Texas Historical Marker

Dr. Charles F. L. N. Graham

Beaumont · Jefferson County · placed 1991

Hear Duane tell it

Jefferson County, Texas

Duane's take

Here's how the official marker tells it, and here's how I'll tell it to you. A man named Charles Frank Luckett Nordman Graham — Dr. Charles F.

L. N. Graham — was born in 1889 in British Guiana, the country the world now calls Guyana.

That's a long way from Southeast Texas, and the road between those two places is one worth following. He attended college not in one state but three — Alabama, Ohio, and Iowa — which tells you something about a man before you've even gotten to the good part. In 1918, he came to Beaumont.

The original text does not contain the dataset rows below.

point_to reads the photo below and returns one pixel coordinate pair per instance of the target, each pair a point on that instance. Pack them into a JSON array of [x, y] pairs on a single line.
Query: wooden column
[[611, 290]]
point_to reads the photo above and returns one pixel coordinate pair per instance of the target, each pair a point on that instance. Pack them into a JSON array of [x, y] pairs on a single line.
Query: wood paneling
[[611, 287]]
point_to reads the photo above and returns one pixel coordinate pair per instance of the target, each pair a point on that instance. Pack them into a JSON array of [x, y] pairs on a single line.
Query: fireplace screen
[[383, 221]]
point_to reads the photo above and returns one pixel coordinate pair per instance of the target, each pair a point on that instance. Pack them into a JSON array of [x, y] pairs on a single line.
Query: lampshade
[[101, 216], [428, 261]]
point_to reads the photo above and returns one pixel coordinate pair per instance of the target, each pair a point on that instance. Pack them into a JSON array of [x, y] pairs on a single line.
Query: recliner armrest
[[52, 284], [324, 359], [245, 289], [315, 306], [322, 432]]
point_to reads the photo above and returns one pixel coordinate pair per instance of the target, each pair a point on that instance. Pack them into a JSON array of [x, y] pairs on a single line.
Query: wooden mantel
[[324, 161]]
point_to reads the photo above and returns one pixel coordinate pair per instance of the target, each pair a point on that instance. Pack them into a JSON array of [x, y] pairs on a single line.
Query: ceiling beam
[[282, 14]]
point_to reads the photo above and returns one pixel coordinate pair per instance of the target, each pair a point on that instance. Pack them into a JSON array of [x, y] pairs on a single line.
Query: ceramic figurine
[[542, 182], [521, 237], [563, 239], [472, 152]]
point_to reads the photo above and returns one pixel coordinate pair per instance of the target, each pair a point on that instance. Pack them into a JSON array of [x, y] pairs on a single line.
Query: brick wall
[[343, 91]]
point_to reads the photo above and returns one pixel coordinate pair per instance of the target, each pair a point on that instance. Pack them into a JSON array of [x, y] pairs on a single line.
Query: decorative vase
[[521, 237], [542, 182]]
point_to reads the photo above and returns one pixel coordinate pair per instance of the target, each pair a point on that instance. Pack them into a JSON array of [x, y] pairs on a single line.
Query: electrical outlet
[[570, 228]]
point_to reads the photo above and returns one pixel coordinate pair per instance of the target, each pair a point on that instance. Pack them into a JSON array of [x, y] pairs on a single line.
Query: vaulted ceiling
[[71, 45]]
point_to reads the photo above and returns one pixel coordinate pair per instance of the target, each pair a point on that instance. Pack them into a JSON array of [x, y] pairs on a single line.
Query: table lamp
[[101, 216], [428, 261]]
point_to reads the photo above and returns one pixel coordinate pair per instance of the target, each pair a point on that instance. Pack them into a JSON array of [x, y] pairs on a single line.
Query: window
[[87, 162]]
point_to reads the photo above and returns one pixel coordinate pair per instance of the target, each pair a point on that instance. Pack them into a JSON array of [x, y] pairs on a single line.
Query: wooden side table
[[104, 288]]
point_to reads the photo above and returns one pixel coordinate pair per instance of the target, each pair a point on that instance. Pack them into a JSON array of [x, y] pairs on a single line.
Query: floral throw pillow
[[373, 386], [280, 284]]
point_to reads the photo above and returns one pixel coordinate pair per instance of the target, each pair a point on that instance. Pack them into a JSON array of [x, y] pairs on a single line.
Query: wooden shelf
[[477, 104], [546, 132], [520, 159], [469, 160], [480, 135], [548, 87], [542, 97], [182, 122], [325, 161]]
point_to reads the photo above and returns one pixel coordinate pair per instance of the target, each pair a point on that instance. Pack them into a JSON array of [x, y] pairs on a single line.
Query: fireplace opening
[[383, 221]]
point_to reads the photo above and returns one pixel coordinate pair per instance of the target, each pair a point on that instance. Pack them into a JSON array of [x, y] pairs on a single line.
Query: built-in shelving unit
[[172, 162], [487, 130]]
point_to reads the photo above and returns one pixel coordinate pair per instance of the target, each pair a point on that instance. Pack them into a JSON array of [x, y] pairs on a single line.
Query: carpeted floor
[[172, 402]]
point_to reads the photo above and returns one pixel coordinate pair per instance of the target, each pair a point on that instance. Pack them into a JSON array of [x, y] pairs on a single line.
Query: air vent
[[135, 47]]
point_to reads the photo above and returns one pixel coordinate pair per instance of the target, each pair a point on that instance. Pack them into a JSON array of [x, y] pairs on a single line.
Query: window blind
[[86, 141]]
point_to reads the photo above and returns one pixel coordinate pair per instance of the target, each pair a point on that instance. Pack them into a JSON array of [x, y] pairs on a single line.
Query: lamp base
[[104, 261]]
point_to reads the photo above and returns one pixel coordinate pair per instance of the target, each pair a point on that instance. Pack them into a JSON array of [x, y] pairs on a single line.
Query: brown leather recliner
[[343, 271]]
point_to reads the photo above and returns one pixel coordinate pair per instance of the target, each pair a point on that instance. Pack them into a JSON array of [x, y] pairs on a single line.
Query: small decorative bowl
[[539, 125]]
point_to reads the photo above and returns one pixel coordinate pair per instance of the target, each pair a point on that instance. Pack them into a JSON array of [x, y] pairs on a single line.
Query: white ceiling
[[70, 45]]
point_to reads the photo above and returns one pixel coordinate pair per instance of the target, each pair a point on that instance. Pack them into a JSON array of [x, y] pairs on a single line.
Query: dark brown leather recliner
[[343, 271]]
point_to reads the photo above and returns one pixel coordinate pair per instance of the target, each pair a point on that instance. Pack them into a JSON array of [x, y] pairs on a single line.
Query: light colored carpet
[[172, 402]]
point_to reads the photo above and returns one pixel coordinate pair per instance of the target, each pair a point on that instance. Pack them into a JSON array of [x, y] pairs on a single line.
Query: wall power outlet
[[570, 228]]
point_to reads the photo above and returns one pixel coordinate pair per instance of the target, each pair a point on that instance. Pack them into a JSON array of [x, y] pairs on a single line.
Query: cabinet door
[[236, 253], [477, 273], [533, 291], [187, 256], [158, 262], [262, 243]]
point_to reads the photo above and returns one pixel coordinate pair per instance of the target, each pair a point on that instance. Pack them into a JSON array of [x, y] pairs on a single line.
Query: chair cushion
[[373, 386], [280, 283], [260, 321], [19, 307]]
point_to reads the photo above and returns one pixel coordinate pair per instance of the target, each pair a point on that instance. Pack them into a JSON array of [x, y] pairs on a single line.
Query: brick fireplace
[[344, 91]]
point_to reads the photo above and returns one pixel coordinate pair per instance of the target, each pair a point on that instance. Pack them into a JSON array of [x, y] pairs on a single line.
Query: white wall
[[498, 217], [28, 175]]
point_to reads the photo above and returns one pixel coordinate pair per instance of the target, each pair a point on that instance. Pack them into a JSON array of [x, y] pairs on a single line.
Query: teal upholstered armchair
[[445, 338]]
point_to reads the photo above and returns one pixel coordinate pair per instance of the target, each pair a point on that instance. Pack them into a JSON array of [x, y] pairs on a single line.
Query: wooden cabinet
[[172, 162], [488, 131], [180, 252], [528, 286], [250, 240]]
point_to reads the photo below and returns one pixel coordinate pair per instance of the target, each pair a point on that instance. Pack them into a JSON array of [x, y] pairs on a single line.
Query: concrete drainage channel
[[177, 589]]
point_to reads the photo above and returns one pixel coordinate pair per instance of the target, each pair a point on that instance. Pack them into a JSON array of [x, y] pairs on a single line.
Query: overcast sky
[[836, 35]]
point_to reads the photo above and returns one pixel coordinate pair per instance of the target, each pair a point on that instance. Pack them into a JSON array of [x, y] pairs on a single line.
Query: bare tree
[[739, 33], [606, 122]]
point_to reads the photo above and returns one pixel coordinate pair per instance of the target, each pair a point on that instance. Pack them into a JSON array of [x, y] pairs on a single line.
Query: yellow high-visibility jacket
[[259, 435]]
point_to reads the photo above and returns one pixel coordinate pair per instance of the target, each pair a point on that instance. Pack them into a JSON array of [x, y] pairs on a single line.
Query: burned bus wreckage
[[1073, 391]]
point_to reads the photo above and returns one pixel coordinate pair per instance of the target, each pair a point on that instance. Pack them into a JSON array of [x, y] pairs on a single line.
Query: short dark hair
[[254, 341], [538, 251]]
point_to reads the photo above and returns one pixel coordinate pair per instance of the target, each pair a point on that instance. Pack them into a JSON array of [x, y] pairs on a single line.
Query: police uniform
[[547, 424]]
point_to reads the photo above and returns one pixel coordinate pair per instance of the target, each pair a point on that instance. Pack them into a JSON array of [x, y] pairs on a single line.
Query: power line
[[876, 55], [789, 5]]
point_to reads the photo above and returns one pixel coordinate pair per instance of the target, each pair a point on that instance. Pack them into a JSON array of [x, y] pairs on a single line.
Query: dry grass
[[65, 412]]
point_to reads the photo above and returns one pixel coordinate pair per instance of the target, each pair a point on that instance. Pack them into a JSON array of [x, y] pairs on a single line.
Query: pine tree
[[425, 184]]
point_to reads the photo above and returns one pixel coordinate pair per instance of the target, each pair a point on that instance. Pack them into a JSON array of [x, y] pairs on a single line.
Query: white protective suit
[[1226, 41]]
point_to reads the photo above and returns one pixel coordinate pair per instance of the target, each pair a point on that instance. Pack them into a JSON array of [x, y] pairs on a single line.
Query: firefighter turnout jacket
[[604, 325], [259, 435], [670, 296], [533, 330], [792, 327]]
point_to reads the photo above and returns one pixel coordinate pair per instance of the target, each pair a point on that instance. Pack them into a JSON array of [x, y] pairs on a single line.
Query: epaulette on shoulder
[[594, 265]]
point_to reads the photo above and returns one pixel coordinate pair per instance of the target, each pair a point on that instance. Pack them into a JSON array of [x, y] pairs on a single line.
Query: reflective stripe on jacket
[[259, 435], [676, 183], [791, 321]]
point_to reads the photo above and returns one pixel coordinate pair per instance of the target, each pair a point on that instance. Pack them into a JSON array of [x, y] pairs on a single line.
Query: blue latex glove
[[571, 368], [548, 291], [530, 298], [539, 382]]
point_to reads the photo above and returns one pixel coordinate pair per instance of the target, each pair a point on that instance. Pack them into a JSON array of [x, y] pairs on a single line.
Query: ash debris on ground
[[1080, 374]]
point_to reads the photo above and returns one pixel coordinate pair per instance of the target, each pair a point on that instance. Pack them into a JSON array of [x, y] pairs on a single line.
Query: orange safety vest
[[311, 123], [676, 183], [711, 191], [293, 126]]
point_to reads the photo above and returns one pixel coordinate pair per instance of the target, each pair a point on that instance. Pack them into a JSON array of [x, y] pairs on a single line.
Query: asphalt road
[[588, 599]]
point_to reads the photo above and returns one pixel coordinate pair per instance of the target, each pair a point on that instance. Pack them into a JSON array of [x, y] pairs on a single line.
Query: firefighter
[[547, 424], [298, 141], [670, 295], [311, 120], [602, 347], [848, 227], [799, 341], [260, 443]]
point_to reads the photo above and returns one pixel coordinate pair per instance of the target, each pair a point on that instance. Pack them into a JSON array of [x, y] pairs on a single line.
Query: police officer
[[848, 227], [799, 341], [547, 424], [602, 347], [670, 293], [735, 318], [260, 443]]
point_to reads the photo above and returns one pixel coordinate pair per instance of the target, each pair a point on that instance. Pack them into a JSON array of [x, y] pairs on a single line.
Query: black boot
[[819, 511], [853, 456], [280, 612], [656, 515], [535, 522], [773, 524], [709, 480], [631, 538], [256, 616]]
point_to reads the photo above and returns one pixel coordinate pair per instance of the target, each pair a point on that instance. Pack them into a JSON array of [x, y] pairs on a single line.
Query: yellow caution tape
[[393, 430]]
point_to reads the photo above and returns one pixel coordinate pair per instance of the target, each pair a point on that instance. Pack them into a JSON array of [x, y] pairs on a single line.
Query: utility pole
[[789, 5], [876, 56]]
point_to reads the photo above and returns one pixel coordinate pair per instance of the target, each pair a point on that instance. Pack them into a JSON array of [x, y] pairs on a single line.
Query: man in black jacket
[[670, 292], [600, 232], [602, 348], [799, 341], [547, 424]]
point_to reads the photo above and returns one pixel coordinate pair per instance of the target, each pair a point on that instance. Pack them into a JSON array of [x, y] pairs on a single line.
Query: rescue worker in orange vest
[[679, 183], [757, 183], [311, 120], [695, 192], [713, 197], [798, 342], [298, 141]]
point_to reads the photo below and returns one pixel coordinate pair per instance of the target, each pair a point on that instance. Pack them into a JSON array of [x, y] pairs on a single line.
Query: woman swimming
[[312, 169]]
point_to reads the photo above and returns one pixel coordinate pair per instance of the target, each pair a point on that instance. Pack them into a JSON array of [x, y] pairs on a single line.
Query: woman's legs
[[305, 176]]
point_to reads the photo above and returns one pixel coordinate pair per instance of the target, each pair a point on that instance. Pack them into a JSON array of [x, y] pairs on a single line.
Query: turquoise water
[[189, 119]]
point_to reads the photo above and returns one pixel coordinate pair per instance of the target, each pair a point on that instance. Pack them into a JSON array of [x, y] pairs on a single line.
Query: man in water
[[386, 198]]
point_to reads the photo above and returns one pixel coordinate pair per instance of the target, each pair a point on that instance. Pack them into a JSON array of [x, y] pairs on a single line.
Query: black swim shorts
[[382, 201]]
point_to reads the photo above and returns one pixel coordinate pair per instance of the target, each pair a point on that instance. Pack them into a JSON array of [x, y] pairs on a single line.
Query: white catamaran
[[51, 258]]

He came on behalf of the American Missionary Association, and he didn't come empty-handed. He founded Graham Congregational Church. He founded the Barnwell Community Center.

He organized recreational and health services for the city's Negro citizens at a time when nobody was lining up to do that work for them. Now here's where the story gets its weight. The early 1940s in Beaumont were a tense time — racially tense in ways that could boil over, and sometimes did.

Dr. Graham was instrumental in easing those tensions through the establishment of the Beaumont Negro Goodwill Council. That's a quiet sentence on a marker, but think about what it asks of a man to plant something steady in ground that volatile.

He kept at it. And in 1943, Charles Frank Luckett Nordman Graham became a United States citizen — the country he had served, and built in, and stood up in, finally made it official on paper. He died eight months later.

Eight months. The marker gives us 1889 and 1943, and the distance between those two years holds a church, a community center, a council, and a citizenship that came just barely in time. That's the story the marker leaves you with, and it's enough.

What the marker says

(1889-1943) Born in British Guiana (Guyana), Charles Frank Luckett Nordman Graham attended college in Alabama, Ohio, and Iowa. He came to Beaumont in 1918 on behalf of the American Missionary Association and founded Graham Congregational Church and the Barnwell Community Center. The Rev. Dr. Graham organized recreational and health services for the city's Negro citizens. He was instrumental in easing racial tensions in the early 1940s with the establishment of the Beaumont Negro Goodwill Council. He became a U. S. citizen in 1943, eight months before his death.